The reasoning tax

We added extended thinking to one routing call recently, in the middle of building an AI assistant for SupplyIQ, an AI-powered analytics and surveillance platform. The assistant talks to EPCIS data: shipment events, location events, temperature readings, aggregation records across a distribution network. Ask it where a pallet is, it queries the database and answers in text. Ask it for cold chain compliance across thirty distribution centers, it queries, calculates, and picks the right output: a heatmap by region, a Sankey tracing product flow, a line chart over time, or a table of violations. The agent decides which. Ask it something ambiguous, and an agent has to figure out what kind of question it even is before it can answer anything.

Response time on that routing call jumped more than tenfold.

Streaming to reduce perceived wait time

We tried streaming to make the wait feel shorter. It helped much less than we expected, and the reason matters.

Streaming with reasoning models works at the protocol level. The API sends tokens as they’re generated. But during the thinking phase, those tokens are internal. The model is reasoning through the problem in a scratchpad that isn’t meant to be shown to users. That scratchpad runs for ten, fifteen, twenty seconds before any visible response starts appearing. So from a UX standpoint, you get a spinner for however long the thinking takes, then text begins. If thinking takes 18 seconds, streaming bought you nothing except the last few seconds feeling slightly smoother.

The mistake is treating this as a streaming problem. It’s a latency-source problem. Streaming fixes generation latency. It doesn’t touch thinking latency. These are different things, and conflating them means you keep trying streaming solutions on a problem that streaming can’t solve. The answer we landed on was showing a progress indicator with specific status messages during the thinking phase, “searching events,” “aggregating by location,” “building chart,” so users knew the app was working. Not fast, but at least legible.

The routing decision is where reasoning earns its cost

Our assistant has an agent whose only job is to look at an incoming question and decide three things: what kind of question is this, what tool should answer it, and what should the output look like.

“Where is shipment XYZ right now?” is a lookup. Call the EPCIS query tool, return a location. Text response, maybe a map.

“How many pallets arrived at Chicago last week?” is a calculation. Query events, filter by location and time window, aggregate. Return a number, probably as a stat card.

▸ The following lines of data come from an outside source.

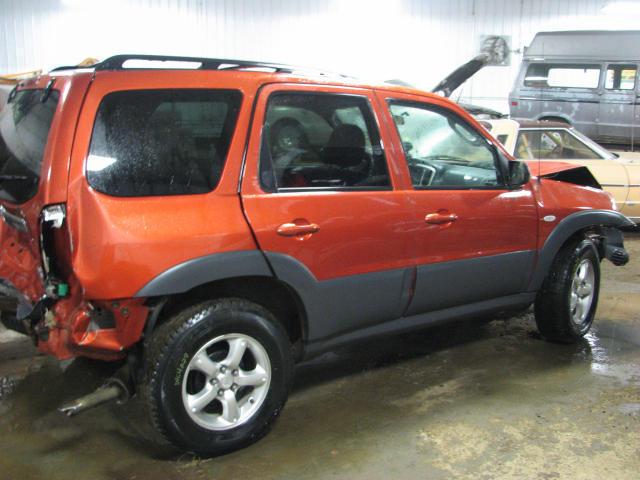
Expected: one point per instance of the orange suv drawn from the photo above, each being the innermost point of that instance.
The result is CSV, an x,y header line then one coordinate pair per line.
x,y
215,221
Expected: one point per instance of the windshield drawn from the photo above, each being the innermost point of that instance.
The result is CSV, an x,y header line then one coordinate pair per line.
x,y
24,128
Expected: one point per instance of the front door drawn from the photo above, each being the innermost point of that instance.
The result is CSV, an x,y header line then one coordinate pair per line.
x,y
475,239
319,196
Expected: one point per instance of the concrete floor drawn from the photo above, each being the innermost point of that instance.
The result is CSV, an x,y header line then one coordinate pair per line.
x,y
462,401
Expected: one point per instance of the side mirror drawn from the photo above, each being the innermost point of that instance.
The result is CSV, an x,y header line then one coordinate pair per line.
x,y
518,174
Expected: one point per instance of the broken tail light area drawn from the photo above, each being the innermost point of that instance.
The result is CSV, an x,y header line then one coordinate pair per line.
x,y
97,329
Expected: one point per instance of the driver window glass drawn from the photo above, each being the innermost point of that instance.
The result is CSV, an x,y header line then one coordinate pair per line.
x,y
551,145
443,151
321,141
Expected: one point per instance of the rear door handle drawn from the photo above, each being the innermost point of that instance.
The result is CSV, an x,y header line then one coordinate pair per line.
x,y
440,218
295,230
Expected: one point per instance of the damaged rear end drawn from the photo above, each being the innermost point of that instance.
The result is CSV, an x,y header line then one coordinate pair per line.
x,y
36,135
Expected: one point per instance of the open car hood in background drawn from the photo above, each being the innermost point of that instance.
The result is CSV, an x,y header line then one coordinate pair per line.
x,y
563,172
460,75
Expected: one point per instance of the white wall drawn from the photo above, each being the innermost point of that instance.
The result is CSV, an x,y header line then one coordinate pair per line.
x,y
418,41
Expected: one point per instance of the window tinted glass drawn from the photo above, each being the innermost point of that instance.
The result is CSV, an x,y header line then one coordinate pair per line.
x,y
551,144
442,150
621,77
24,129
321,141
560,75
161,142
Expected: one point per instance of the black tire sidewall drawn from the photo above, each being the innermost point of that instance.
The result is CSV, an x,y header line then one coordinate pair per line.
x,y
584,250
204,326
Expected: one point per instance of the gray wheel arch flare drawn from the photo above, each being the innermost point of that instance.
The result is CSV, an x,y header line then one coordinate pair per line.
x,y
565,229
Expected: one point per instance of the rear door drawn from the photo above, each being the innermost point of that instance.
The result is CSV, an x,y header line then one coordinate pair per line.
x,y
325,205
475,239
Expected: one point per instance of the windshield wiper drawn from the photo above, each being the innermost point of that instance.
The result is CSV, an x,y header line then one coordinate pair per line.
x,y
447,158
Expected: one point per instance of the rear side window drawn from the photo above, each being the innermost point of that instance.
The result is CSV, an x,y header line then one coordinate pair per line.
x,y
562,75
552,144
161,142
24,129
321,141
620,77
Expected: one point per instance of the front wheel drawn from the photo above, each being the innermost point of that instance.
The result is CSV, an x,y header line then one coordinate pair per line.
x,y
217,376
566,304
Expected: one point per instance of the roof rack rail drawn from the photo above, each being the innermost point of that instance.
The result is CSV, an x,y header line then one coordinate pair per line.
x,y
117,63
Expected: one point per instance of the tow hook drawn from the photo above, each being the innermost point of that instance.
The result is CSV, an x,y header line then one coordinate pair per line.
x,y
617,255
614,249
114,389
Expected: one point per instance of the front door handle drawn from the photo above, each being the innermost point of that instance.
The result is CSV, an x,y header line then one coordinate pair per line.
x,y
440,218
295,229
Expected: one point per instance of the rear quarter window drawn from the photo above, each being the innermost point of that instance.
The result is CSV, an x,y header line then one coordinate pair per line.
x,y
161,142
24,130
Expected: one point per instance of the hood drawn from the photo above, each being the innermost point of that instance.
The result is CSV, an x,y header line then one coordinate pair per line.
x,y
482,112
461,75
563,172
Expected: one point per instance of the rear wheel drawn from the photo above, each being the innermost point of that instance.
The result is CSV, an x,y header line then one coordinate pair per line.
x,y
566,304
217,376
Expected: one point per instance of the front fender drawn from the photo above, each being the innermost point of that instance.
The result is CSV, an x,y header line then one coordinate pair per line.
x,y
566,228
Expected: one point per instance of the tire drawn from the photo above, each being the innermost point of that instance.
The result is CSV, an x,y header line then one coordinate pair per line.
x,y
190,400
566,304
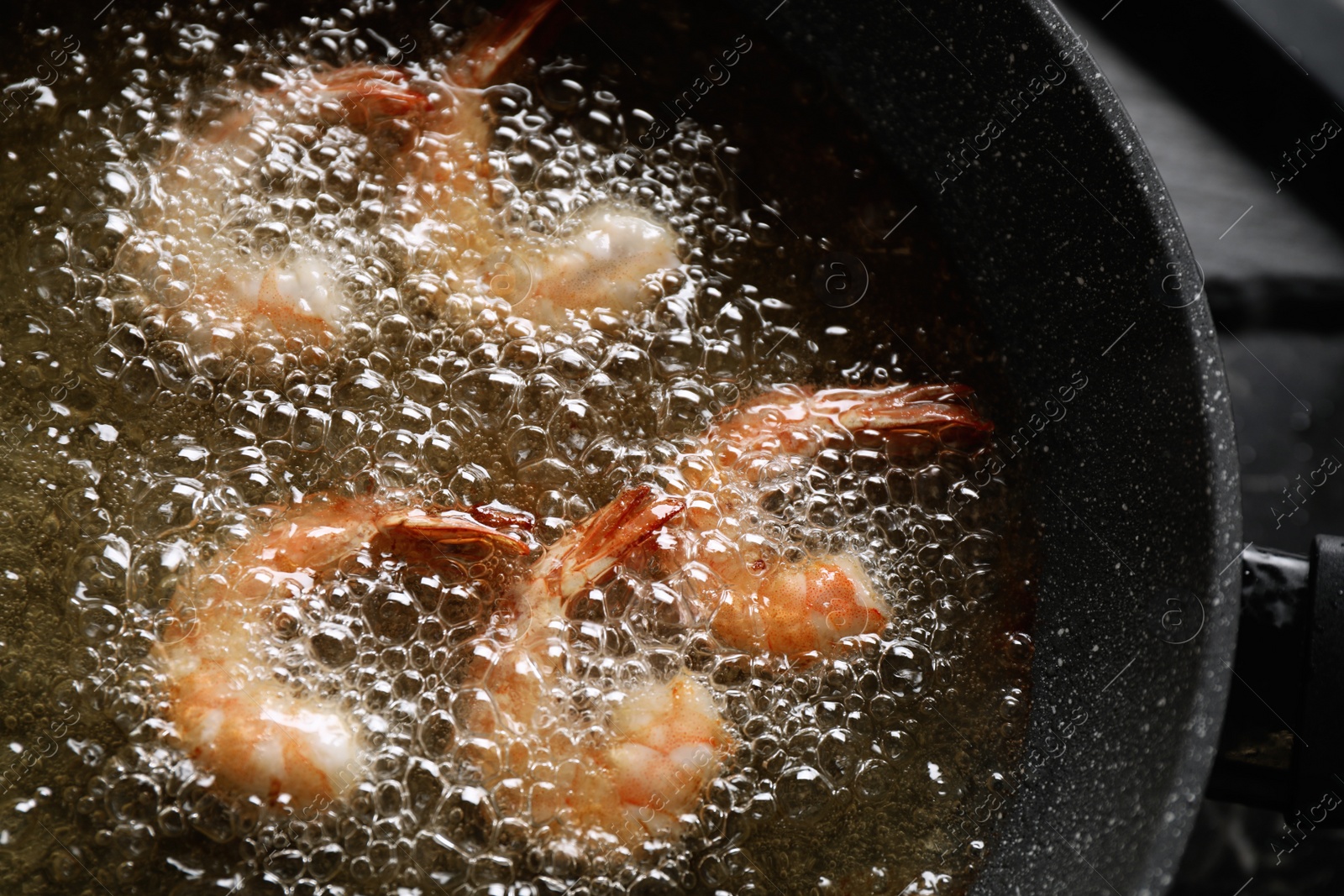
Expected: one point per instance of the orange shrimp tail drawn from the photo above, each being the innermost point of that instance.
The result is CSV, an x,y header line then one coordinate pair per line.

“Show me cold chain compliance across all distribution centers for the last 30 days” is something else entirely. It needs a query, aggregation, business logic around what counts as a violation, and then a chart decision. A heatmap showing which facilities are struggling? A bar chart ranking sites by violation count? A line chart tracking compliance over time? The answer depends on what the data shows and what the user is actually trying to understand.

That last category is where we got burned. The routing agent kept misclassifying calculation questions as lookups, because the questions were phrased like lookups. “What’s the temperature variance on batch 442?” sounds like a question with a single answer. It’s actually a multi-step aggregation with a chart at the end. A standard model got this wrong about 30% of the time. Extended thinking brought misclassification to around 5%. The improvement was real, and for a supply chain application where a wrong answer could mean missing a cold chain breach, the improvement mattered.

But we’d applied reasoning everywhere, not just to routing.

Where reasoning doesn’t belong

Once the routing agent decides “this is a compliance calculation, render a bar chart by facility,” the steps downstream are structured execution. Query the EPCIS events, apply the filter, aggregate violations, build the chart config. These are decisions with obvious right answers once the routing is done. Throwing extended thinking at them is paying for deep analysis on problems that have no ambiguity.

We split the pipeline. The routing and intent-classification steps use extended thinking. Everything downstream uses a standard model. Cost per query dropped by about 60% compared to our first version where reasoning ran everywhere. Latency dropped by a similar proportion on the steps that didn’t need it.

The visualization agent specifically does not need reasoning. Its input is already structured: here’s the data, here’s the chart type the routing agent decided on, render it. The interesting decision was already made upstream. Reasoning there adds latency and cost with no quality benefit.

The rule we settled on: use reasoning where the cost of misclassification is high and where the correct answer isn’t obvious from the surface of the question. The routing decision in our application qualifies on both counts. The chart rendering step qualifies on neither.

That’s where the reasoning tax makes sense to pay. Everywhere else, don’t.